O clítoris é uma região com milhares de terminações de células nervosas, o que a torna altamente sensível. É formado a partir do mesmo tecido que o pénis, por isso, quando é despertado, fica ingurgitado e incha de tamanho. Quando um pénis ou clítoris é estimulado, provoca contrações musculares. Estas podem resultar em ejaculação nos machos, mas e nas fêmeas?

Uma vez que se comece a procurar

O clítoris é mais perceptível em certas espécies, tais como crocodilos e primatas não humanos como os capuchins, e tende a ser posicionado de forma a criar estímulos durante a cópula (mais uma vez, provavelmente para aumentar o sucesso reprodutivo). Na verdade, em espécies como coelhos e camelos, onde a ovulação precisa de ser induzida pela cópula, é possível que a estimulação do clítoris possa causar a ovulação.

Vários estudos têm observado que os primatas fêmeas, tais como os macacos, experimentam orgasmos, tanto durante a cópula como através de auto-estimulação ou encontros homossexuais.

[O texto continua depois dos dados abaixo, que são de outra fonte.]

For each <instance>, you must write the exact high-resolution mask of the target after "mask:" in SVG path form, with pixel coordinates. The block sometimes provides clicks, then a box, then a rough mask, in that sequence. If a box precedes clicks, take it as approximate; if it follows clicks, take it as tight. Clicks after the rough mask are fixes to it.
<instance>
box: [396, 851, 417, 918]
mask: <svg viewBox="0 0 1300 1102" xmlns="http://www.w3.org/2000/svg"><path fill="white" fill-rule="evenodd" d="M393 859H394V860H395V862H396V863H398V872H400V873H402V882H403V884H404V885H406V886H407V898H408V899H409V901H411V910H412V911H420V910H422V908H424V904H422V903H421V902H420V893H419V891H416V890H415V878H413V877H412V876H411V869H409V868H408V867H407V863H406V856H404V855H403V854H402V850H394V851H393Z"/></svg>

Isto também é verdade para os bonobos que se entregam a encontros homossexuais e heterossexuais por prazer, para manter laços de par ou para resolver encontros agressivos.

Nestas espécies, bem como nos golfinhos, o clítoris é relativamente grande em comparação com outros animais, o que torna a estimulação homossexual mais fácil. Em algumas espécies, incluindo o macaco-aranha, o clítoris é tão grande que pode assemelhar-se a um pénis.

Contudo, o clítoris mais notável é o da hyaena manchada. As fêmeas urinam e dão à luz através do seu enorme clítoris tipo pénis, e até sinalizam dominância com ereções.

À maioria das aves falta um pénis ou um clitóris. Em vez disso, têm um único orifício chamado cloaca que é usado para defecação, bem como para reprodução tanto em machos como em fêmeas. Contudo, algumas espécies de aves machos, como a avestruz, têm um pénis. Curiosamente, a avestruz fêmea tem um clítoris para complementar o pénis dos machos.

Portanto, é provável que onde quer que haja um pénis, haja também um clítoris.